# Project 5: A Quantitative Look at Representation in Pre-Code Hollywood

This final project uses our cleaned dataset to move from technical demonstration to critical analysis. We will investigate gender representation across different creative roles and genres during the Pre-Code era (1929-1934).

**Analytical Questions:**
1.  **Overall Roles:** What is the gender distribution for key roles like `actor`/`actress`, `director`, and `writer`?
2.  **Genre Breakdown:** How does the proportion of roles for actresses change across major film genres?
3.  **Role Prominence:** Using the presence of a credited character name as a proxy for a significant role, what is the gender breakdown for these more prominent parts?

**Methodology:**
* We will use our `hollywood_df.pkl` dataset, which contains cleaned information on movies, principals, and their roles.
* We will use `pandas` for data aggregation to calculate counts and proportions.
* We will use `plotly.subplots` to create a dashboard of bar charts that presents our findings in a clear, comparative format.

In [1]:
import pandas as pd
import plotly.express as px
from plotly.subplots import make_subplots
import plotly.graph_objects as go

# --- 1. Load the Main Hollywood DataFrame ---
HOLLYWOOD_DF_PATH = "../data/processed/hollywood_df.pkl"
hollywood_df = pd.read_pickle(HOLLYWOOD_DF_PATH)
# We also need the crew data for writers
CREW_DF_PATH = "../data/raw_imdb/title.crew.tsv"
crew_df = pd.read_csv(CREW_DF_PATH, sep='\t', na_values='\\N')
print("Data loaded successfully.")

# --- 2. Analysis: Representation Across Genres ---
# Filter for actors and actresses only
acting_roles_df = hollywood_df[hollywood_df['category'].isin(['actor', 'actress'])].copy()

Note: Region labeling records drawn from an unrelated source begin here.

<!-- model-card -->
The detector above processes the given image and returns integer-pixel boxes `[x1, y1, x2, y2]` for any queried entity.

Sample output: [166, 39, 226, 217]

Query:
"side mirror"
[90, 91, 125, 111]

# For simplicity, let's get the primary genre
acting_roles_df['primary_genre'] = acting_roles_df['genres'].fillna('Unknown').str.split(',').str[0]

# Group by genre and role category to get counts
genre_gender_counts = acting_roles_df.groupby(['primary_genre', 'category']).size().unstack(fill_value=0)

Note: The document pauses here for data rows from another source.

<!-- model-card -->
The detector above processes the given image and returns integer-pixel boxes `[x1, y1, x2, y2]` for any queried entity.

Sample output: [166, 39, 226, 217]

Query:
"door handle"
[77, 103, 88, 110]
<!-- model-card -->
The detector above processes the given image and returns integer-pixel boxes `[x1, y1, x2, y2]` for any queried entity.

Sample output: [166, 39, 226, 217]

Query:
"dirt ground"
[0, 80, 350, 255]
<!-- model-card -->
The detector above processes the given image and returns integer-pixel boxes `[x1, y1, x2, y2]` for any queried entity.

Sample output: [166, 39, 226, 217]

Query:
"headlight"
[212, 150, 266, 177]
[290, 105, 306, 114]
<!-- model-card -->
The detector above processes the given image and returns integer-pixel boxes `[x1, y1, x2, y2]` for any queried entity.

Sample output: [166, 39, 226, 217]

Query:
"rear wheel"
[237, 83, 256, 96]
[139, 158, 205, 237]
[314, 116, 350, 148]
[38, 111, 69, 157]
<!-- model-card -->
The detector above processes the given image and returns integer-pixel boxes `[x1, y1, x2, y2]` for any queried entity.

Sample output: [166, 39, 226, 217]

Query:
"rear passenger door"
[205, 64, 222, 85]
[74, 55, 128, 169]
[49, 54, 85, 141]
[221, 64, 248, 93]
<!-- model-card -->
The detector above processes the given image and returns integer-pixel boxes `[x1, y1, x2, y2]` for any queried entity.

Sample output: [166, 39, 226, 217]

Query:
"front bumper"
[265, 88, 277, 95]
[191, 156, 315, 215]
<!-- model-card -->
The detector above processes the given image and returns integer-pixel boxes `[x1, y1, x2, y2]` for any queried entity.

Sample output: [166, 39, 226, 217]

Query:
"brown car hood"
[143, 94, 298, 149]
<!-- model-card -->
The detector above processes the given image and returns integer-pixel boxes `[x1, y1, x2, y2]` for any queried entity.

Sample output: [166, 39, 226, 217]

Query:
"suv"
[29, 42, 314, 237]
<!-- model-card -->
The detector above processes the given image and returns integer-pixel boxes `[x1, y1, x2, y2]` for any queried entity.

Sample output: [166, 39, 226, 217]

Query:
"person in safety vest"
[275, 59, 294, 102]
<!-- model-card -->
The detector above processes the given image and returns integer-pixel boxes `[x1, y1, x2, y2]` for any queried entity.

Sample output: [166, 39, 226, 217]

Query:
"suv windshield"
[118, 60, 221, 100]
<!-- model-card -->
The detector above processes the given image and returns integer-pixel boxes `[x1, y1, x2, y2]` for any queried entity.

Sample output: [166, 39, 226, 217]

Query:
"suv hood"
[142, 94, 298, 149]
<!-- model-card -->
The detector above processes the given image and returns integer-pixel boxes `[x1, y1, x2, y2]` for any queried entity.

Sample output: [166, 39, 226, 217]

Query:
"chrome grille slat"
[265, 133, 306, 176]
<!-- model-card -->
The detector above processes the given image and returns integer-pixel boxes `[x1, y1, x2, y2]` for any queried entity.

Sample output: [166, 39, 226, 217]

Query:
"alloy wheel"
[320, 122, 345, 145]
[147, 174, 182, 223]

# Calculate the percentage of roles that went to actresses in each genre
genre_gender_counts['total_roles'] = genre_gender_counts['actor'] + genre_gender_counts['actress']
genre_gender_counts['actress_pct'] = (genre_gender_counts['actress'] / genre_gender_counts['total_roles']) * 100

# Filter for major genres for a cleaner plot
major_genres = genre_gender_counts[genre_gender_counts['total_roles'] > 100].sort_values(by='actress_pct', ascending=False)
print("Analysis of roles across genres complete.")

# --- 3. Analysis: Prominence of Roles (Named Characters) ---
# Create a boolean column for roles with a credited character name
acting_roles_df['has_character_name'] = acting_roles_df['characters'].notna() & (acting_roles_df['characters'] != '[]')

# Group by category and the new boolean column
prominence_counts = acting_roles_df.groupby(['category', 'has_character_name']).size().unstack(fill_value=0)
prominence_counts.columns = ['No Character Name', 'Has Character Name']
print("Analysis of role prominence complete.")


# --- 4. Visualization: Create a Dashboard ---
fig = make_subplots(
    rows=2, cols=1,
    subplot_titles=("Percentage of Acting Roles Filled by Women Across Genres", "Prominence of Roles by Gender"),
    vertical_spacing=0.15
)

# Subplot 1: Genre Breakdown Bar Chart
fig.add_trace(go.Bar(
    x=major_genres.index,
    y=major_genres['actress_pct'],
    name='Actress %',
    marker_color='#33FF57'
), row=1, col=1)

# Subplot 2: Prominence Breakdown Bar Chart
fig.add_trace(go.Bar(
    name='Has Character Name',
    x=prominence_counts.index,
    y=prominence_counts['Has Character Name'],
    marker_color='#3357FF'
), row=2, col=1)
fig.add_trace(go.Bar(
    name='No Character Name',
    x=prominence_counts.index,
    y=prominence_counts['No Character Name'],
    marker_color='#FF5733'
), row=2, col=1)

# --- 5. Style the Dashboard ---
fig.update_layout(
    title_text="A Quantitative Look at Gender Representation in Pre-Code Hollywood",
    template='plotly_dark',
    height=900,
    showlegend=True,
    legend_title_text='Role Type',
    barmode='stack' # Stack the bars in the second plot
)
fig.update_yaxes(title_text="Actress Percentage (%)", row=1, col=1, range=[0, 100])
fig.update_yaxes(title_text="Number of Roles", row=2, col=1)

fig.show()

Data loaded successfully.
Analysis of roles across genres complete.
Analysis of role prominence complete.